クワガタのアゴをハサミやキバと呼ぶこともありますが、これは比喩表現なので正確ではありませんが間違いとも言えません。(キバは哺乳類の犬歯や門歯を表す言葉です) しかし頭から生えていないのでツノではありません。
クワガタのアゴはある程度開閉させることが可能で、敵を挟むことができます。 これで襲ってきた敵を挟んで反撃したり、エサ場の競争相手や恋のライバルを挟んでぶん投げたりする訳です。
対してカブトムシのツノはそれ自体を動かすことはできず、武器として使うには頭や体ごと動かさなくてはなりません。 ツノを相手の下に潜り込ませてかち上げて吹っ飛ばすのを得意技としています。

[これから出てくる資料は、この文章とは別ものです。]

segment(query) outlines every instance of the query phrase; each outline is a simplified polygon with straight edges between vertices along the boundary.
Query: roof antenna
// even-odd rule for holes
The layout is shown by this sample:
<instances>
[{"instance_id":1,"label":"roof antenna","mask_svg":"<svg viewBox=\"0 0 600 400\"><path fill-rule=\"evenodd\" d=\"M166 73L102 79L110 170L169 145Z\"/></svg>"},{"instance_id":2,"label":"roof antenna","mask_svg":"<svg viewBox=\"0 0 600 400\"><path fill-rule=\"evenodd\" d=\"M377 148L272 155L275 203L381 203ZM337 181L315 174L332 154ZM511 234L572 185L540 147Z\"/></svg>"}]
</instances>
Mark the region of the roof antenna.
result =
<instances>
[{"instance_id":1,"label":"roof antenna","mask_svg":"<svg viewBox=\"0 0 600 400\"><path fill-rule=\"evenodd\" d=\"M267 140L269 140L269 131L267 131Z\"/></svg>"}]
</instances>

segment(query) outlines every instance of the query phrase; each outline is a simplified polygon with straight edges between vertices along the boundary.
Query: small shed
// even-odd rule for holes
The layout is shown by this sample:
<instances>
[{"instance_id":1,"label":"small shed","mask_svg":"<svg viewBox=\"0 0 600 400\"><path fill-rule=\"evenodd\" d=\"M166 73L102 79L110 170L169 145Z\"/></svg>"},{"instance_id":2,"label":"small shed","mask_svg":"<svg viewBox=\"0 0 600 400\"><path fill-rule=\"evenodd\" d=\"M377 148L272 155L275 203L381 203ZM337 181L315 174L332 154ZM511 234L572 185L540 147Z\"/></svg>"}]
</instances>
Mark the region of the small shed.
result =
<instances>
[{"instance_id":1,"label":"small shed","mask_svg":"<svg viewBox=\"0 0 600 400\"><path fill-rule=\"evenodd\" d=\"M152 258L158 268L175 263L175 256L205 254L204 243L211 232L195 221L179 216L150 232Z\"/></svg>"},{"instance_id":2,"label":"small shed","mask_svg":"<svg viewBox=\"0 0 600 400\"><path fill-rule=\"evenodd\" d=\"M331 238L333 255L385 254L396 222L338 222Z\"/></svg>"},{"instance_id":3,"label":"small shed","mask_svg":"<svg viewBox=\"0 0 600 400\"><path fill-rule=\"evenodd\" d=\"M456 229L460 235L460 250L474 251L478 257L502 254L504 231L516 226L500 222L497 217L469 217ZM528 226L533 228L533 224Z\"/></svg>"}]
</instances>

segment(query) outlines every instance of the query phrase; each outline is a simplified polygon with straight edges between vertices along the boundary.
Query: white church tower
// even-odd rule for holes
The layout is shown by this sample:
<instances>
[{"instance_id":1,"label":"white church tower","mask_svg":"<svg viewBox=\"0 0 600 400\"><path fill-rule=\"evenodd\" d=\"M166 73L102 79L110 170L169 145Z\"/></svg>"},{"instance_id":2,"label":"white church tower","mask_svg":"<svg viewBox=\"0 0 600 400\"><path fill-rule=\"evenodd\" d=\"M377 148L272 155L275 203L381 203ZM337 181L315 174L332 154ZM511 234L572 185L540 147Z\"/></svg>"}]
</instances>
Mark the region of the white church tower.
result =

ちなみにクワガタもカブトムシも、オスは長い突起を持つのに対してメスの突起は短いです。 オスの突起の特徴から種を判断できるので、オスは簡単に種が分かる一方でメスを見分けるのは難しかったりします。
なぜカブトムシのツノは1本でクワガタのアゴは2本なの?
子どもからよくある質問に「なぜカブトムシのツノは1本なのに、クワガタのアゴは2本なの?」というものがあります。 生物として別物だからとしか答えようがないのですが、少し掘り下げてみましょうか。

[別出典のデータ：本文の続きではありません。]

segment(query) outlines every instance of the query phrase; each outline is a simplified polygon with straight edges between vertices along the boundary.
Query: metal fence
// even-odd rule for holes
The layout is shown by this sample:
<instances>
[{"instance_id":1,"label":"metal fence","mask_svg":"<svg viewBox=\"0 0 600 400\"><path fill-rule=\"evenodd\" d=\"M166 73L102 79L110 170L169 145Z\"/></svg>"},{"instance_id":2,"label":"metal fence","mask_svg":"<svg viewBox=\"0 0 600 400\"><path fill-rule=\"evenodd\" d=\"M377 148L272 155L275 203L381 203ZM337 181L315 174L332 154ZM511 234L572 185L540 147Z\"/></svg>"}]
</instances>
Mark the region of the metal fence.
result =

カブトムシとクワガタの生物分類的はどちらも甲虫目コガネムシ上科までは同じですが、カブトムシはコガネムシ科なのに対してクワガタはクワガタ科です。 科が違う種は一般的な感覚で別種の生物と考えて差し支えありません。
コガネムシ科にはカブトムシの他にコガネムシやカナブンなどがおり、それらの方が生物として近い関係にあります。 しかし「どうしてカナブンはカブトムシのような長いツノを持っていないの?」とはなりにくいですよね。 カブトムシとクワガタは何となく似た形をしていることからそう思うだけです。
という訳でカブトムシのツノとクワガタのアゴの本数が違うのは別種の生物だからです。 それぞれ生存に都合が良い進化を遂げた結果、今の形に落ち着いたんですね。